She spoke very quietly, not at all as if it cost her anything to say it. Indeed, in a sense, it did not. She was willing now to go.
The doctor looked at her gravely.
“Are you able—quite able? I do not think he will need you for a very long time. I am glad you are willing to go, though I never would have urged you to do so, or have blamed you if you had refused.”
In his heart he doubted whether the journey could ever be taken. Days passed and little change appeared. The sick man was conscious when he was spoken to, and answered clearly enough the questions that were put to him by the doctors; but he had either given up, or had forgotten his determination to get home to die. Allison stayed in the place by night as well as by day, and while she rested close at hand, Robert Hume or the faithful Dickson took the watch. She would not leave him. He might rouse himself and ask for her, and she would not fail him at the last. She did not fail him. For one morning as she stood looking down upon him, when the others had gone away, he opened his eyes and spoke her name. She stooped to catch his words.

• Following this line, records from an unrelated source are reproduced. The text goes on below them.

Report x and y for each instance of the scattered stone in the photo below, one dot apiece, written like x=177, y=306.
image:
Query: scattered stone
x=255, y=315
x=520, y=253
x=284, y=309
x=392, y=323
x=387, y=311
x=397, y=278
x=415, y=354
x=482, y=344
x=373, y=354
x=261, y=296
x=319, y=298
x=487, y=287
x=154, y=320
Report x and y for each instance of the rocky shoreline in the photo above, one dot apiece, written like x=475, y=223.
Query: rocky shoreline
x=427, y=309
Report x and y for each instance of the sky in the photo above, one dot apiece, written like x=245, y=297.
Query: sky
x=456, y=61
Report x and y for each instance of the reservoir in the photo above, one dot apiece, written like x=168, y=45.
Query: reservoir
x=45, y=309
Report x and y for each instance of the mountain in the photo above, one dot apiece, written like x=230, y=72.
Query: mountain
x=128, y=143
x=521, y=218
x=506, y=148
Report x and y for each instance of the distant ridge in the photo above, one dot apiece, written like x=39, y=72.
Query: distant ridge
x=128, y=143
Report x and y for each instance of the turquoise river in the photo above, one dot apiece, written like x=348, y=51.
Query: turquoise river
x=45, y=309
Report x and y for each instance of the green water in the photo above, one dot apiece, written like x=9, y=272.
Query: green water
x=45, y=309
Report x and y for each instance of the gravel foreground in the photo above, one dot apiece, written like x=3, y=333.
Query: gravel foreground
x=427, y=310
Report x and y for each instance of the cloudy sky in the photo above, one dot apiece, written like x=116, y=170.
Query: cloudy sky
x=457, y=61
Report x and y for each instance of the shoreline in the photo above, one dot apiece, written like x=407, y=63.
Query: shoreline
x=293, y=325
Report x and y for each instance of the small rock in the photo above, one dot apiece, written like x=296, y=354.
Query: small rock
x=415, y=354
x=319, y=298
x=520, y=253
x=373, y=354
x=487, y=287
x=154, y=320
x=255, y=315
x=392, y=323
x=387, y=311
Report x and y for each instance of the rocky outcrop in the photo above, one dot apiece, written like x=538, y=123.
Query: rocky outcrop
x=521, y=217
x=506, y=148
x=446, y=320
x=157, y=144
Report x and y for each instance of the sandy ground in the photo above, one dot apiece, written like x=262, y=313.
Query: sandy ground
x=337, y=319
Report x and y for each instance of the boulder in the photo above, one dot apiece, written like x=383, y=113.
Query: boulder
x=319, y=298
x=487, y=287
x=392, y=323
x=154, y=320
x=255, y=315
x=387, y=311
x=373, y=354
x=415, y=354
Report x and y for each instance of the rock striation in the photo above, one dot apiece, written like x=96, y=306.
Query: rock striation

“Is it all forgiven?” he said faintly.
“All forgiven!” she answered, and yielding to a sudden impulse, she bent her head and touched her lips to his.
A strange brightness passed over the dying face.
“Forgiven!” he breathed. It was his last word.
He lingered still a few days more. Long, silent days, in which there was little to be done but to wait for the end. Through them all, Allison sat beside the bed, slumbering now and then, when some one came to share her watch, but ready at the faintest moan or movement of the dying man, with voice or touch, to soothe or satisfy him. Her strength and courage held out till her hand was laid on the closed eyes, and then she went home to rest.